The first performance of Déjanire in the United States came on 9 December 1915 when it was presented by the Chicago Opera Association with Carmen Melis and Lucien Muratore in the leading roles. Although very rarely performed today, Déjanire was revived at the Festival de Radio France et Montpellier in a 1985 performance conducted by Serge Baudo.

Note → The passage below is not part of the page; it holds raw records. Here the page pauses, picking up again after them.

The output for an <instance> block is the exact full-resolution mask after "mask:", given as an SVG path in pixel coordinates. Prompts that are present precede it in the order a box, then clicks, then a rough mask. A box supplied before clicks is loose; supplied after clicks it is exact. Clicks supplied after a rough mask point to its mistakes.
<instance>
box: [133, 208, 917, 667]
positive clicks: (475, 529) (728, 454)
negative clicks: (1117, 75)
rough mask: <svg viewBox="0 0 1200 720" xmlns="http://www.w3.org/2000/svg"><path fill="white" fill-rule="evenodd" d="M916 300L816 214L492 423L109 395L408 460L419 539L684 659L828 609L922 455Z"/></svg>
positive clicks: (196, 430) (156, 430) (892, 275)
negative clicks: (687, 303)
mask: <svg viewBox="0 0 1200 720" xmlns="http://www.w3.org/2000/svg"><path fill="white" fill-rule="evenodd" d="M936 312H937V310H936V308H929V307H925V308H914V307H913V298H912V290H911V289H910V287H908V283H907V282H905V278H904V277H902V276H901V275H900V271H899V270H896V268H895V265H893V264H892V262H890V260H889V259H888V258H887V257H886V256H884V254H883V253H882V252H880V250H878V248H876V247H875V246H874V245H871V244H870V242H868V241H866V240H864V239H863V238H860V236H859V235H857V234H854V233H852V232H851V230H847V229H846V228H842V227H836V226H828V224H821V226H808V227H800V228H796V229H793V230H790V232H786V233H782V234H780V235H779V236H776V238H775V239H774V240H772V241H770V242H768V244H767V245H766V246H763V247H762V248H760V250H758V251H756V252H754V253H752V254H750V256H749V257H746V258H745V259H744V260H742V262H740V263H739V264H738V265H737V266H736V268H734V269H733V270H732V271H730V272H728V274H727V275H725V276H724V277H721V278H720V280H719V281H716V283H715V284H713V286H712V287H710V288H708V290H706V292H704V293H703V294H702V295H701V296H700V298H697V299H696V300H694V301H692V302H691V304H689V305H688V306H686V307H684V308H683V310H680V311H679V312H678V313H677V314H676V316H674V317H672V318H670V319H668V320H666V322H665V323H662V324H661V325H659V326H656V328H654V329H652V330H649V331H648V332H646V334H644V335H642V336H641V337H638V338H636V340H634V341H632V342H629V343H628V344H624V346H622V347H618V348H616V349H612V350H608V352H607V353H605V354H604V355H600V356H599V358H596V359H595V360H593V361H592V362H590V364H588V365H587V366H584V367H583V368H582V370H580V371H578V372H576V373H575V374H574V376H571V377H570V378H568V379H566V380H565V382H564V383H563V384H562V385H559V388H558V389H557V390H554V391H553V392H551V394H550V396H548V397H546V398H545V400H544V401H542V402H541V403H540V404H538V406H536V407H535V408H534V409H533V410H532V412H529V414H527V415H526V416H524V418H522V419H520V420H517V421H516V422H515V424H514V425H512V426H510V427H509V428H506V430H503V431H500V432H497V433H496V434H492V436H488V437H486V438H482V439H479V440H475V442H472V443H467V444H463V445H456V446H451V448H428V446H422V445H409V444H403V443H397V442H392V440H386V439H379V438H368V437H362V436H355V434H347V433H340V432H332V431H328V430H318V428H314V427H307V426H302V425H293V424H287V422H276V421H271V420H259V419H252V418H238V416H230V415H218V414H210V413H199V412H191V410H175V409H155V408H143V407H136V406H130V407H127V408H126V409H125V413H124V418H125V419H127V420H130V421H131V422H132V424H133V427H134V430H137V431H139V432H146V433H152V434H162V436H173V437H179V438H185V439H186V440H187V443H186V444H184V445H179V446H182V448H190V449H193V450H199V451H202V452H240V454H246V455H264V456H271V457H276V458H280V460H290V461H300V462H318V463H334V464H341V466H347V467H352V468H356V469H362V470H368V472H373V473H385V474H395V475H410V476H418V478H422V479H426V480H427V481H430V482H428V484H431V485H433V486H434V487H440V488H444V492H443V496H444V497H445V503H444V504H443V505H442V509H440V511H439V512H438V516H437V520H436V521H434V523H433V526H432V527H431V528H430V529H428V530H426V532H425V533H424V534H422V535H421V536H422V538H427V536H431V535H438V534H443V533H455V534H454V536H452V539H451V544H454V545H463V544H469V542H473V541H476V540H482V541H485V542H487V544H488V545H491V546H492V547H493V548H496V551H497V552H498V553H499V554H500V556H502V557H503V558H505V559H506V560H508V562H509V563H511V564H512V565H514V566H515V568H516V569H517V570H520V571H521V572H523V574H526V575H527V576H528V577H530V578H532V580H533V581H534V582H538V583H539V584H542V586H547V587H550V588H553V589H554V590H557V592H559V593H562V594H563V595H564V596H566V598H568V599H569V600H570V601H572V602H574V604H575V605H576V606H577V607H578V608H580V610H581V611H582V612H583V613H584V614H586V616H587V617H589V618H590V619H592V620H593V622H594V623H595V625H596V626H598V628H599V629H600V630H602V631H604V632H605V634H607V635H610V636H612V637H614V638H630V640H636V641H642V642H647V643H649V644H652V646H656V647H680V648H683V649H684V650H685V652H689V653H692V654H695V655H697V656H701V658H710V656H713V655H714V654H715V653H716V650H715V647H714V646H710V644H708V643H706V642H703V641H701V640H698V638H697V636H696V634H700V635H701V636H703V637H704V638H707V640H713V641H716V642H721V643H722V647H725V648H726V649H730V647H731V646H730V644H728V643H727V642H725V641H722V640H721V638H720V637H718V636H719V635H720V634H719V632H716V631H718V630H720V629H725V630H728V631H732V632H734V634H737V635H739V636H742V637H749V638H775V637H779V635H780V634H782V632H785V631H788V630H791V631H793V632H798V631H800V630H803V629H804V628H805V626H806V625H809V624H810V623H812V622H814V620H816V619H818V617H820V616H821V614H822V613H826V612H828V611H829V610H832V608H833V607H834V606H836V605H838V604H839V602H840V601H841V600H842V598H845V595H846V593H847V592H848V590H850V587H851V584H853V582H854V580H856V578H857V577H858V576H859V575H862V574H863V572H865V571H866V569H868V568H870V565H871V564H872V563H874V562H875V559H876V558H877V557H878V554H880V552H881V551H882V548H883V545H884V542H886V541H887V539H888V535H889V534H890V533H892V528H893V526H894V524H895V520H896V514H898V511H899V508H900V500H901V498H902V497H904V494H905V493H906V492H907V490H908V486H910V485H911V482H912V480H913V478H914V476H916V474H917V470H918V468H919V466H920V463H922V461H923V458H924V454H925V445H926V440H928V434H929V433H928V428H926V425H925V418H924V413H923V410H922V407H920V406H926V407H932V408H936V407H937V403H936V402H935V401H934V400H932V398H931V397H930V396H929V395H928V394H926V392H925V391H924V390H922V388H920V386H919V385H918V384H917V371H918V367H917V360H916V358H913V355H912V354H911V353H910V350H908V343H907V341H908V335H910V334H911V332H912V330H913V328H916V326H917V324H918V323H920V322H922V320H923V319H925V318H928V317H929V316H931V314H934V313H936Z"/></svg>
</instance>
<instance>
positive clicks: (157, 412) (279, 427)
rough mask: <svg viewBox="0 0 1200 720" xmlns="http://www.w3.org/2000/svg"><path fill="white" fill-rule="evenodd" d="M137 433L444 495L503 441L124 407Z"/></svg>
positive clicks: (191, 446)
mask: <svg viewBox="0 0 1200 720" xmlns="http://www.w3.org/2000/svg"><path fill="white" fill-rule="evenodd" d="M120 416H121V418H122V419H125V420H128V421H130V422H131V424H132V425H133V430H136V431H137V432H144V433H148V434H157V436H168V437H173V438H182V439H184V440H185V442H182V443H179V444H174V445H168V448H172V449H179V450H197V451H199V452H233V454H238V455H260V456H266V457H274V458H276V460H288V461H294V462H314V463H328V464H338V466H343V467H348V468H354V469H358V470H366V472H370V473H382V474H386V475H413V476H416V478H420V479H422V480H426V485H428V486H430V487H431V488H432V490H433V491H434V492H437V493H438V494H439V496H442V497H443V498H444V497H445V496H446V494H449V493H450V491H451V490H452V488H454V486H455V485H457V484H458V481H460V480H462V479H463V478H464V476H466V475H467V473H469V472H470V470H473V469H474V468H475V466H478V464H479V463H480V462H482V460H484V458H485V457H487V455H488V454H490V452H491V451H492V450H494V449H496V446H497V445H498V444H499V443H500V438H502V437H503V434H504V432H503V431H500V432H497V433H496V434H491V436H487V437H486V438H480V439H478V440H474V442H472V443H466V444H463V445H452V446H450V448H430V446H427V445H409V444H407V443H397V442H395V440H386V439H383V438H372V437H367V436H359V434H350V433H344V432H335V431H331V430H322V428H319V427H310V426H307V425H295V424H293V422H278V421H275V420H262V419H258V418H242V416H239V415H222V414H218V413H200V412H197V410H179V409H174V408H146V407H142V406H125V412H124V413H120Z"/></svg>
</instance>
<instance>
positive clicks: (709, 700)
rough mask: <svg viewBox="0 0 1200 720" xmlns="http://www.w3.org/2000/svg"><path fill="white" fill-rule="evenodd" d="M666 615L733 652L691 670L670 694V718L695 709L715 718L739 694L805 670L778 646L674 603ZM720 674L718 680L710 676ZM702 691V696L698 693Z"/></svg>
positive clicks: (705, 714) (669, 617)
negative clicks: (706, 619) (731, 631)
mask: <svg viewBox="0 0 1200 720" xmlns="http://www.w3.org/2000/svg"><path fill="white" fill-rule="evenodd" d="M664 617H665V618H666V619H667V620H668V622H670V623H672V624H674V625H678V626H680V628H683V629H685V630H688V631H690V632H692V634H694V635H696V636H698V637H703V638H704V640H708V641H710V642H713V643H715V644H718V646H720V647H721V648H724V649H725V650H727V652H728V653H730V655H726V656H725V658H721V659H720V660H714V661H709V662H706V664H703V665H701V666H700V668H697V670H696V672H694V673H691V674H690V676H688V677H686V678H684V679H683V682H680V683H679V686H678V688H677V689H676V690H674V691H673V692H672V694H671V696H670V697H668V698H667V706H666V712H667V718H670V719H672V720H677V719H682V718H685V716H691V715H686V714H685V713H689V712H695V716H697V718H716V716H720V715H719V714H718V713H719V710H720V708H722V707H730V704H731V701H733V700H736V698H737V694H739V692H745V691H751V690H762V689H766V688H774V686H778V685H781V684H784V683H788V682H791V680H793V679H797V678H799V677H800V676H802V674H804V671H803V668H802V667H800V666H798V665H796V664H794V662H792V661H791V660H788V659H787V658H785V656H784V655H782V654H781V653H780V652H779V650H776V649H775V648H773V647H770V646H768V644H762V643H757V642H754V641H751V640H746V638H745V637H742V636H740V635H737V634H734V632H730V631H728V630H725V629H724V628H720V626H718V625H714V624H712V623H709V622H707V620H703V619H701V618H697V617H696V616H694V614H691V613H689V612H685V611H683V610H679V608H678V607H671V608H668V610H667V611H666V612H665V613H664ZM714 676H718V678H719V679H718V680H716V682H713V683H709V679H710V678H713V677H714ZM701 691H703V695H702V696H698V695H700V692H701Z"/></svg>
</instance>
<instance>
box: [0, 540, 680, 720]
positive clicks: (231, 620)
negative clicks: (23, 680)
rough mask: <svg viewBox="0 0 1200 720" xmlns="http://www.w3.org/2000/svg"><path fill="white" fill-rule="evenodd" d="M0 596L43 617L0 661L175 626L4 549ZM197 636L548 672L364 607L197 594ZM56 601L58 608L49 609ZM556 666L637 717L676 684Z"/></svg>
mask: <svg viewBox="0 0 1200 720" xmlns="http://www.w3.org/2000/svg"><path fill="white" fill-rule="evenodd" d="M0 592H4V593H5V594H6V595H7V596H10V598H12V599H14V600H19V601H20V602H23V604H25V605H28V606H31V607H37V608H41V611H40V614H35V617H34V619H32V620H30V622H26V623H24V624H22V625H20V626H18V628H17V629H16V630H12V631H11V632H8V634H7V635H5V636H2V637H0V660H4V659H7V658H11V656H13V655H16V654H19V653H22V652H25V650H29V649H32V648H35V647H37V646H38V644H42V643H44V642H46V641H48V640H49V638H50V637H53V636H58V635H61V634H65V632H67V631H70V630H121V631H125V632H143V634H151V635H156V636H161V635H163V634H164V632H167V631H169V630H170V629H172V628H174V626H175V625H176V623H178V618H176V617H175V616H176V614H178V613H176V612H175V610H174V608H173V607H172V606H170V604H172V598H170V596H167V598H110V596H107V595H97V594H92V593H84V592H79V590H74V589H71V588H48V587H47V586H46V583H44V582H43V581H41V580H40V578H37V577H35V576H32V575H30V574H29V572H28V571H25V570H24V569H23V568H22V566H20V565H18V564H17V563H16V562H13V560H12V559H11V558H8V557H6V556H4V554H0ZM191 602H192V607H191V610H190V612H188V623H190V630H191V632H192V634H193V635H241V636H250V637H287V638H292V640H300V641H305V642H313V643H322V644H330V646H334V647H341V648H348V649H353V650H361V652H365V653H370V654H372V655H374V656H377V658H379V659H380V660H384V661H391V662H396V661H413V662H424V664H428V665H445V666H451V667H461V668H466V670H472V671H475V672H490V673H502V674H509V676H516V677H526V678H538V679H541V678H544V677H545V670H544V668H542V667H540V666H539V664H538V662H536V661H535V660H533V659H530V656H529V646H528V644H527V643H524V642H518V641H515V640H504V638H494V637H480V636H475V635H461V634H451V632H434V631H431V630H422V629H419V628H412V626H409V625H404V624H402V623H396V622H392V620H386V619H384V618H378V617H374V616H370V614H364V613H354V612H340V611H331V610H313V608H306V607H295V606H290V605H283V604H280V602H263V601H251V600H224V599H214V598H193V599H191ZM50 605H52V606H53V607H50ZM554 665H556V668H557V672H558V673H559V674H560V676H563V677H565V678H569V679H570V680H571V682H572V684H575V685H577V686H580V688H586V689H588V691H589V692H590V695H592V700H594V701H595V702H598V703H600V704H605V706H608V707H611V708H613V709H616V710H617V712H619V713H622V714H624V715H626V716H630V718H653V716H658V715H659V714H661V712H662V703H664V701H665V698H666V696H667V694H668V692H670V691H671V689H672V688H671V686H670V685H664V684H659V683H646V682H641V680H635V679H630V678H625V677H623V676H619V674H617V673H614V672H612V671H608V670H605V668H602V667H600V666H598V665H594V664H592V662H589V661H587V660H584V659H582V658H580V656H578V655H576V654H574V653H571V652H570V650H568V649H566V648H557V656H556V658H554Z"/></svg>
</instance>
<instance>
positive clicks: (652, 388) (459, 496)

| Role | Voice type | Cast, 14 March 1911 (Conductor: Léon Jehin) |
| Déjanire (Deianira) | soprano | Félia Litvinne |
| Iole | soprano | Yvonne Dubel |
| Phénice | contralto | Germaine Bailac |
| Hercule (Hercules) | tenor | Lucien Muratore |
| Philoctète (Philoctetes) | baritone | Henri Dangès |
The people of Oechalia and Trachis (chorus)

==Synopsis==
Place: Trachis
Time: Ancient Greece

Hercule has killed King Eurytus, and sacked the city of Oechalia with the intention of taking the king's beautiful daughter, Iole as his bride. The task of informing Iole of the impending marriage falls to Philoctète, who is actually her lover. Iole confesses her love for Philoctète to Hercule and must now marry him to save Philoctète's life. Meanwhile, Phénice tries to convince Hercule's wife, Déjanire, to leave him forever. Instead, the desperate Déjanire tries in vain to win back her husband. When this fails, she decides to help Iole by giving her a tunic impregnated with the blood of Nessus. Before he died, Nessus had told Déjanire that his blood had magic powers to make the unfaithful return. What Déjanire does not know is that the blood is actually tainted with a terrible poison. Iole gives the tunic to Hercule on their wedding day. When he puts on the fatal gift, he is overcome by an excruciating burning pain. In agony he throws himself into the flames of the wedding pyre and dying ascends to Mount Olympus.

==Recordings==
- The tenor aria, "Viens, O toi dont le clair visage", from Déjanire can be heard on Antonio Paoli – Il Mito Dell'opera (Bongiovanni #1117).
- Concert performance and world premiere recording in December 2020 at the Prinzregententheater, Munich by the Münchner Rundfunkorchester in collaboration with the Palazzetto Bru Zane was cancelled due to the corona pandemic.